The plaintiff in error, hereinafter called defendant, was convicted in the county court of McIntosh county on a charge of selling intoxicating liquor, and his punishment fixed at a fine of $300 and confinement in the county jail for a period of 90 days.
Defendant first complains that the court erred in overruling his challenge to the entire panel of the jury. Defendant alleges as a ground for such challenge that the defendant had been tried on the 21st day of May, 1929, by a jury impaneled in the county court from the regular jury panel, and that three days later he was about to be put upon trial for violating the prohibitory liquor laws before the same panel of jurors, and that by reason of the fact that a part of the panel had found the defendant guilty of violating the prohibitory liquor laws, the other jurors would know about this fact and would be prejudiced against this defendant and he would be denied a fair and impartial trial. The trial court overruled this objection and proceeded to impanel a jury from the balance of the panel excluding the jurors who had tried the former case against the defendant.
The question defendant attempted to raise cannot be raised by a challenge to the panel. Section 2659, C.O.S. 1921, provides as follows:
"A challenge to the panel can be founded only on a material departure from the forms prescribed by law, in respect to the drawing and return of the jury, or on the intentional omission of the sheriff to summon one or more of the jurors drawn, from which the defendant has *Page 102 
suffered material prejudice." Wood v. State, 3 Okla. Cr. 553,107 P. 937; Wadsworth v. State, 9 Okla. Cr. 84, 130 P. 808; Maddox v. State, 12 Okla. Cr. 462, 158 P. 883.
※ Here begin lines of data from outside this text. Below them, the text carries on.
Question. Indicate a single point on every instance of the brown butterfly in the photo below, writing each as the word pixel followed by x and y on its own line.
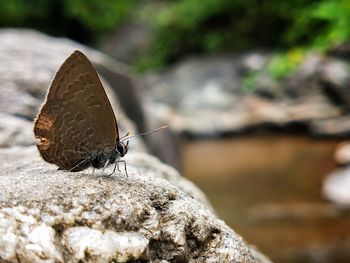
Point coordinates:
pixel 76 125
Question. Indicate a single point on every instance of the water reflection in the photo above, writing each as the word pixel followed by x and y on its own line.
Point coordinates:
pixel 268 188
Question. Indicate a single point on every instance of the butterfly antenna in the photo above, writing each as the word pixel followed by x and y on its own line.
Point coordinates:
pixel 127 137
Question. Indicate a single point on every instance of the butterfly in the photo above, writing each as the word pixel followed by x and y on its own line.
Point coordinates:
pixel 76 125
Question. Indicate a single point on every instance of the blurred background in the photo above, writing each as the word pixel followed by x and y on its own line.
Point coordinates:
pixel 256 95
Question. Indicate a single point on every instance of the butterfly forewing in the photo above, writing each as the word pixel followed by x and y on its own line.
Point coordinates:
pixel 76 120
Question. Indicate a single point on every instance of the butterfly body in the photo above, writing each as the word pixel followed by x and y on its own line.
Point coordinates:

The fact that certain jurors on the panel had previously tried the defendant for a similar offense did not disqualify the entire panel. The record does not disclose the voir dire examination of the jurors, and the record fails to show that the defendant exercised his peremptory challenge, and the trial court in open court made a finding that none of the jurors selected for the trial of the cause had heard any portion of the former trial. The proper procedure was not to challenge the entire panel, but to challenge each juror for cause on his voir dire examination. The defendant having failed to do this, this court cannot say that the court erred in permitting the jurors to serve on the trial of the defendant nor that the defendant was prejudiced thereby.
Defendant next contends that the evidence is insufficient to support the verdict of the jury. Defendant was charged with the sale of whisky to one Bill Pendley. Bill Pendley and Clarence Pendley both testified positively that they purchased a quart of whisky from the defendant. This evidence was sufficient to support the verdict of the jury.
For the reasons stated the cause is affirmed.
EDWARDS, P.J., and DAVENPORT, J., concur.